Adaptive Serving: Throughput and Latency Benefits
Serving experiments reveal that the best TP/PP configuration varies with model architecture and request rate: pipeline-heavy configurations can optimize throughput but suffer increased TTFT and TPOT; tensor-heavy configurations minimize latency but may bottleneck throughput.
Implications and Future Directions
By transforming TP/PP topology from static deployment parameters into runtime-adjustable resources, ReMP enables adaptive LLM serving, with direct gains in latency, throughput, and operational resilience. Practically, this can improve user experience (lower TTFT/TPOT), system efficiency (higher throughput), and cloud cost optimization (dynamic provisioning and resource utilization).

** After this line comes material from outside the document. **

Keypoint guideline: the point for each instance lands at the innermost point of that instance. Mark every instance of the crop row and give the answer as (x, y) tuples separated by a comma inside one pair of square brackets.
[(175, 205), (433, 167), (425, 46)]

Theoretically, the decoupling mechanisms introduced—shared memory model state, layer/head KV migration, and parallel-state snapshotting—set a precedent for elastic LLM serving and could be extended to heterogeneous cluster environments and fine-grained topology adaptation, including MoE and hybrid parallelism paradigms. Recent works on pipeline reconfuguration [pipelive] and dynamic scheduling [llumnix] will likely integrate similar architectural concepts.
Future research directions include optimal probe-and-select mechanisms for online topology selection, amortized distributed group management for arbitrary topology sets, and advanced KV cache retention schemes for ultra-long context LLM workloads.
Conclusion
ReMP enables second-level, low-downtime TP/PP reconfiguration in production LLM serving systems by decoupling runtime state from topology. Experimental evidence demonstrates substantial speedups over restart-based adaptation and improved serving performance across dynamic workloads. The framework advances adaptive, workload-aware LLM inference, laying the foundation for highly elastic, efficient AI services.